Barnhart Huiman X, Yow Eric, Crowley Anna Lisa, Daubert Melissa A, Rabineau Dawn, Bigelow Robert, Pencina Michael, Douglas Pamela S
Duke Clinical Research Institute, Duke University Medical Center, Durham, USA
Duke Clinical Research Institute, Duke University Medical Center, Durham, USA.
Stat Methods Med Res. 2016 Dec;25(6):2939-2958. doi: 10.1177/0962280214534651. Epub 2014 May 14.
Clinical core laboratories, such as Echocardiography core laboratories, are increasingly used in clinical studies with imaging outcomes as primary, secondary, or surrogate endpoints. While many factors contribute to the quality of measurements of imaging variables, an essential step in ensuring the value of imaging data includes formal assessment and control of reproducibility via intra-observer and inter-observer reliability. There are many different agreement/reliability indices in the literature. However, different indices may lead to different conclusions and it is not clear which index is the preferred choice as an overall indication of data quality and a tool for providing guidance on improving quality and reliability in a core lab setting. In this paper, we pre-specify the desirable characteristics of an agreement index for assessing and improving reproducibility in a core lab setting; we compare existing agreement indices in terms of these characteristics to choose a preferred index. We conclude that, among the existing indices reviewed, the coverage probability for assessing agreement is the preferred agreement index on the basis of computational simplicity, its ability for rapid identification of discordant measurements to provide guidance for review and retraining, and its consistent evaluation of data quality across multiple reviewers, populations, and continuous/categorical data.
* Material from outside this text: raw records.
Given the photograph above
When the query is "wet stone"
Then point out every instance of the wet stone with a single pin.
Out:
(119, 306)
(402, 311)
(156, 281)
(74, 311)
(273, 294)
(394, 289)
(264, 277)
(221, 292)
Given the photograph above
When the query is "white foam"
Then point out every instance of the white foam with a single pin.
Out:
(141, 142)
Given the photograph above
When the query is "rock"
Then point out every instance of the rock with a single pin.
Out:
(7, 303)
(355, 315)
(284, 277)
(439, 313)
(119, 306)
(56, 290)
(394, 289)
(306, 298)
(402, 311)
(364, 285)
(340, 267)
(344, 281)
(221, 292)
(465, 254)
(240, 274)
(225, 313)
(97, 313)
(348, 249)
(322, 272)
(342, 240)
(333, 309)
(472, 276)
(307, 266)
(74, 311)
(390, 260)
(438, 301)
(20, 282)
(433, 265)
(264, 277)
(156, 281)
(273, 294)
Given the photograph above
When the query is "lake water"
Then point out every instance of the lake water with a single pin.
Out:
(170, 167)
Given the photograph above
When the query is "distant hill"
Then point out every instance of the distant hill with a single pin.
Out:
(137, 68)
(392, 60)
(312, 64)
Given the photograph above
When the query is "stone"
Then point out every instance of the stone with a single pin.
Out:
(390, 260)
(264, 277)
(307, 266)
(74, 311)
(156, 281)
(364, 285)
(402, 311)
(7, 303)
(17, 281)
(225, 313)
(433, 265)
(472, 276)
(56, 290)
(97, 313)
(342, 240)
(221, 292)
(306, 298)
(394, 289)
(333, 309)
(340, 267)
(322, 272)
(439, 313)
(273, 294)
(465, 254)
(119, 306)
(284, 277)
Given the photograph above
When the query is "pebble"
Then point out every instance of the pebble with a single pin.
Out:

临床核心实验室,如超声心动图核心实验室,越来越多地用于以影像学结果作为主要、次要或替代终点的临床研究。虽然许多因素会影响成像变量测量的质量,但确保成像数据价值的一个关键步骤包括通过观察者内和观察者间可靠性对可重复性进行正式评估和控制。文献中有许多不同的一致性/可靠性指标。然而,不同的指标可能会导致不同的结论,目前尚不清楚哪种指标作为数据质量的总体指标以及作为在核心实验室环境中提高质量和可靠性的指导工具是首选。在本文中,我们预先规定了用于评估和提高核心实验室环境中可重复性的一致性指标的理想特征;我们根据这些特征比较现有的一致性指标,以选择首选指标。我们得出结论,在所审查的现有指标中,基于计算的简单性、能够快速识别不一致测量以提供审查和再培训指导的能力,以及对多个审阅者、人群和连续/分类数据的数据质量进行一致评估,评估一致性的覆盖概率是首选的一致性指标。